Since Open was introduced, some 30 to 35 athletes have found positions with
member companies, although Ambrose claims there are potentially 2,000 athletes
who could use the programme.

"Our role is to work with athletes across the UK to identify what their
career aspirations are, so they can pursue this in conjunction with their
sport," says national Ace UK co-ordinator Wenda Donaldson.

Attending an Ace career assessment session is mandatory for athletes, says
Donaldson, although further counselling and guidance is down to the individual.
The scheme is offered free to eligible athletes during their career and up to
12 months after retirement or deselection.

Career planning and counselling is provided by outplacement and career
coaching firm Drake Beam Morin, which set up a similar scheme in the US five
years ago.

A typical programme will incorporate four hours of counselling, a workshop,
plus four hours of follow-up counselling. Athletes will also be put on a
three-day job search workshop, work with a career coach, prepare a CV and gain
an understanding of how to look for work. Other elements include interview
preparation and understanding how to market and sell themselves to employers.
The company also provides them with access to seminars and online databases.

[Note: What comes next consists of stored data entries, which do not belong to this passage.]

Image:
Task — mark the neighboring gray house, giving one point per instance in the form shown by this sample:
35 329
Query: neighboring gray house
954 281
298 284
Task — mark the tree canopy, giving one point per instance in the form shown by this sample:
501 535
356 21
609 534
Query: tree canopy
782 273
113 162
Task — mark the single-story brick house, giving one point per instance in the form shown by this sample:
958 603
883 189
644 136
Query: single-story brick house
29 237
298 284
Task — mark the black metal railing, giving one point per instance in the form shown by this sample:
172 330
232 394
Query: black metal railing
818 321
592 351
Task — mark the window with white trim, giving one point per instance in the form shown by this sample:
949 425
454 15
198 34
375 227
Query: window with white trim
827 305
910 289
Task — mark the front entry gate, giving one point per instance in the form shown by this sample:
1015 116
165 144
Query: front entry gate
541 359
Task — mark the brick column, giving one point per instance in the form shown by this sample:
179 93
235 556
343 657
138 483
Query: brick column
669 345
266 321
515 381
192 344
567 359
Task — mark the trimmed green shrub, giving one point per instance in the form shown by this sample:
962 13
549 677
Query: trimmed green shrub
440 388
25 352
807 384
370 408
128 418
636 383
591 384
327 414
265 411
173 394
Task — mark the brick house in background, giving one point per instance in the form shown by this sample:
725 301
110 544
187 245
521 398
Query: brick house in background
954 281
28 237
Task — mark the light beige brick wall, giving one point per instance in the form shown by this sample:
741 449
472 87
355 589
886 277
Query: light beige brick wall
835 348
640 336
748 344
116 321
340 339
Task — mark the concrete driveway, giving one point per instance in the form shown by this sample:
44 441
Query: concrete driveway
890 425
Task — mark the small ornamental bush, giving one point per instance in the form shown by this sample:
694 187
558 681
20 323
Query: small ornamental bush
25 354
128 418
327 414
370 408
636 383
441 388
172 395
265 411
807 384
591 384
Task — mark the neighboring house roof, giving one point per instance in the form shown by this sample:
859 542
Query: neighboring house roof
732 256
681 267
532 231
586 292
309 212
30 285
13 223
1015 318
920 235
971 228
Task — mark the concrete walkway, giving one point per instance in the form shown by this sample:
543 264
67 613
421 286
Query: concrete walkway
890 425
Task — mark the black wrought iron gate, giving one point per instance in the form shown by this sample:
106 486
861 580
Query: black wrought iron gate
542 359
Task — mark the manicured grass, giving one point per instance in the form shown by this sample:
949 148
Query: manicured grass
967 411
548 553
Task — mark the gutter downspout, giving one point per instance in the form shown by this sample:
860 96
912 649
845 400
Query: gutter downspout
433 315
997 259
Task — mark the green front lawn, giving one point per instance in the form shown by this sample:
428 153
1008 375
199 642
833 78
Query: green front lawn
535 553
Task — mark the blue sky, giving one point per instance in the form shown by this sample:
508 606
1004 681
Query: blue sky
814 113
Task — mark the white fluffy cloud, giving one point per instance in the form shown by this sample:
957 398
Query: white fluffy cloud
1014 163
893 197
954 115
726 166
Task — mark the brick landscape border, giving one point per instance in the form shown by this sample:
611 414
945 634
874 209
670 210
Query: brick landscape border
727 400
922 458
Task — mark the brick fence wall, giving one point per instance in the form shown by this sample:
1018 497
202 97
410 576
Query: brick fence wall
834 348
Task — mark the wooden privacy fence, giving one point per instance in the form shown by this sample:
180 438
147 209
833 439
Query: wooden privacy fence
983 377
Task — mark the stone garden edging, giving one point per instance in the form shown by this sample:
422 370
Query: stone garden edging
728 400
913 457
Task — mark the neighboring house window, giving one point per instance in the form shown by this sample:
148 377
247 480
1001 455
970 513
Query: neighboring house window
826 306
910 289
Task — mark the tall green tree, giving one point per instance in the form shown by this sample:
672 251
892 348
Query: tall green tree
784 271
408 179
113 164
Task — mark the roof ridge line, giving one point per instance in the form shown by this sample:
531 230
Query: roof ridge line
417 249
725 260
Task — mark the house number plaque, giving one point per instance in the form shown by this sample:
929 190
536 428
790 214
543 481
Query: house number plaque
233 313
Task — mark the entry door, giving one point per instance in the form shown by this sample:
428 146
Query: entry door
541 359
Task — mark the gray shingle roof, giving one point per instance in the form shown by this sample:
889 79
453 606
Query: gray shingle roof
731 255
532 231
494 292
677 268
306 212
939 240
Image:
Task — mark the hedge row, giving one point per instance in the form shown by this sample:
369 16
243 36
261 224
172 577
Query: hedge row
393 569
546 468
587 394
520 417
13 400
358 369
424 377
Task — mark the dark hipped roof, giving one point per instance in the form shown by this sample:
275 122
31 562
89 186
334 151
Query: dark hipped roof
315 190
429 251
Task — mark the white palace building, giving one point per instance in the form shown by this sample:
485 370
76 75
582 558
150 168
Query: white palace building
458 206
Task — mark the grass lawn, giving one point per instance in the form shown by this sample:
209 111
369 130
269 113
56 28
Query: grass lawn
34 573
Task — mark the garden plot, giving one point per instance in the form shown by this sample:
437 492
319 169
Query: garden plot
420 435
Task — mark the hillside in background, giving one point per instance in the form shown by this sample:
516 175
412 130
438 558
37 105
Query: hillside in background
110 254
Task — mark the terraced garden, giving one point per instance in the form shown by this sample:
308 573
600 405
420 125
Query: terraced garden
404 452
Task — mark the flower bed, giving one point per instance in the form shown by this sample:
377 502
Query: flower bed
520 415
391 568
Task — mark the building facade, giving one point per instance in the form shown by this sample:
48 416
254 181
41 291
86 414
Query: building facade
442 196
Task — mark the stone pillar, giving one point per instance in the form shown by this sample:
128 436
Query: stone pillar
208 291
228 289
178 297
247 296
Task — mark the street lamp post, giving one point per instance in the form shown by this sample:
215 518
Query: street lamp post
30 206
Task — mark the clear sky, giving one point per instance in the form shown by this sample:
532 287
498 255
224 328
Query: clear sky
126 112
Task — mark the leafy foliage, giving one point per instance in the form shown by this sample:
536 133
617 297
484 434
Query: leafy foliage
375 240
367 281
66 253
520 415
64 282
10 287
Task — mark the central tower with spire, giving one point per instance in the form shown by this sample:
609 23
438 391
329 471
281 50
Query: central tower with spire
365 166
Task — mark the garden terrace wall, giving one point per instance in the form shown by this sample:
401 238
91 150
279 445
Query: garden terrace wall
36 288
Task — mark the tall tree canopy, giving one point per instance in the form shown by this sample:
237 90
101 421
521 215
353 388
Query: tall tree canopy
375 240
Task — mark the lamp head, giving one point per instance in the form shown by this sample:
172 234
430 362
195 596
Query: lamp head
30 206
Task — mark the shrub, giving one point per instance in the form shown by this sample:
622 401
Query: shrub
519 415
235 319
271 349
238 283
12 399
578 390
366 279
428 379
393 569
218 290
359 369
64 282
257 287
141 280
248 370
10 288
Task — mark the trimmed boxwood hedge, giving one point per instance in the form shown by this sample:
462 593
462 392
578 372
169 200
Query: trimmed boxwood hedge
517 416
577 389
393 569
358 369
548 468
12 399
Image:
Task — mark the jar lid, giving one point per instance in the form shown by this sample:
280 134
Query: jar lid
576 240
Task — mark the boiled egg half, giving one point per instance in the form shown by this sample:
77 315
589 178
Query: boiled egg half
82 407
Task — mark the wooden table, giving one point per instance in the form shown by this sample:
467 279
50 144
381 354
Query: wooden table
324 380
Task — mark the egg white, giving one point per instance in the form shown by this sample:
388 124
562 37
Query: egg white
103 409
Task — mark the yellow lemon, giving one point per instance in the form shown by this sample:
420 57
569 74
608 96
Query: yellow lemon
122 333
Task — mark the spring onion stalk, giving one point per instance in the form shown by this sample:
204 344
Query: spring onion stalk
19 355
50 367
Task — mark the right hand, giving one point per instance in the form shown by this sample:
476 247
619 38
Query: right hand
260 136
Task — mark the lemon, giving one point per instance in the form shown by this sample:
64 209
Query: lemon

"For the first time in their lives – in many cases – these athletes are
looking to get a job," says Marie Fimrite, UK operations director at Drake
Beam Morin, who has counselled a number of US athletes.

"They retire at really young ages and then have to integrate into the
workforce. What we show them is that [getting a job] is not just about skills,
it’s about motivation and personality traits. We help athletes to see what
their skills are, the characteristics that employers look for, how to position
themselves, how to dress, what it’s like in the workplace and what will be expected
of them."

While athletes who have studied specific courses at university, such as law,
economics or engineering, can be immediately attractive to prospective
employers, Fimrite claims athletes can bring other valuable skills to the
marketplace. "They have a lot of dedication and commitment to what they
do, are team players, and know how to be focused."

For companies, having an athlete on the payroll can bring valuable public
relations opportunities, but they will need to be prepared to work out a flexible
schedule with a competing athlete – to accommodate the sporting season and
competition appearances such as the Olympics.

"It is still quite rare for athletes to work full-time because of heavy
training commitments," says Ambrose. "However, a competitor who
specialises in shooting or hockey could work full-time, but might need their
employer to help them compete in events."

Fighting fit for business

Many companies employing top athletes use them to help raise the company’s
profile. Darlington and Durham Fire Service was able to publicise a number of
charitable events through Glen Wharton, a firefighter who is also a competing
sports acro gymnast. Because of his success as a sportsman, the service has
been able to use him to publicise its activities. During a station open day,
Wharton was offered as a prize in a raffle. He has appeared on television,
radio and in newspapers – he was photographed for the Daily Star. Wharton says
he has been able to take time off to participate in sporting events, and the
service has received good publicity from his sporting success.